MBSE and SPDM: Digital Continuity in Systems Engineering
Model-Based Systems Engineering (MBSE) maps the entire system lifecycle—from requirements and architecture to verification—using models. SPDM provides the necessary simulation data, ensures traceability, and links system models with physical validation. Together, MBSE and SPDM enable a consistent, reusable, and high-quality digital development chain—a central goal in digital engineering.
Simulation Process and Data Management is far more than a data management tool—it is a strategic lever for successfully implementing Digital Engineering.
Artificial Intelligence Meets SPDM
SPDM is a key enabler for using artificial intelligence (AI) in product development: it provides the structured data foundation from which training data for AI is derived—to identify patterns, make predictions, or generate design suggestions. As AI generates many new data points used for further decisions, traceability becomes increasingly important. Many applications rely on automated use of AI algorithms. SPDM excels at organizing data and processes under the specific requirements of simulation data. This creates a robust, intelligent, and data-driven development process—a core element of digital engineering.

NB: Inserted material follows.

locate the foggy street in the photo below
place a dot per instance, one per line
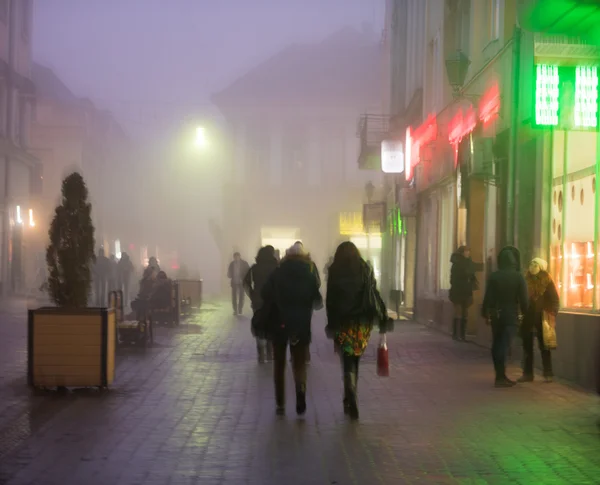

Case Study: SPDM at Dieffenbacher
At DIEFFENBACHER GmbH Maschinen- und Anlagenbau, a leading manufacturer of press systems and production plants, simulation tasks and geometries were previously exchanged via email. Data management relied on Excel and folder structures—resulting in manual effort, redundancies, and complex traceability. Management sought a solution to automatically synchronize simulation data, keep it up to date, and ensure traceability in the approval process.
With the introduction of Ansys Minerva as the SPDM system, CAE processes were consolidated, and an approval process was established. Automation integration accelerated recurring calculations by automatically transferring inputs from the SPDM-recorded simulation task as boundary conditions to the calculation model.
The solution simplifies communication between analysts, designers, and managers. Process reliability increases, manual steps are eliminated, and employees gain time for demanding tasks. All these factors contribute to a rapid ROI: the investment paid off within the first year.
How Dieffenbacher uses centralized data management with Ansys Minerva:
Read how the company is making processes more efficient and creating transparency!

Conclusion: SPDM as a Key Technology in Digital Engineering
Simulation process and data management is far more than a data management tool—it is a strategic lever for successfully implementing digital engineering. Through centralized organization and automation of simulation-related processes, SPDM lays the foundation for efficiency, quality, and innovation in product development. It combines operational excellence with strategic foresight by improving collaboration, minimizing risks, and enabling the integration of modern methods and technologies such as MBSE and AI. Companies that consistently use SPDM not only benefit from faster time-to-market but also secure long-term competitive advantages in an increasingly data-driven development environment.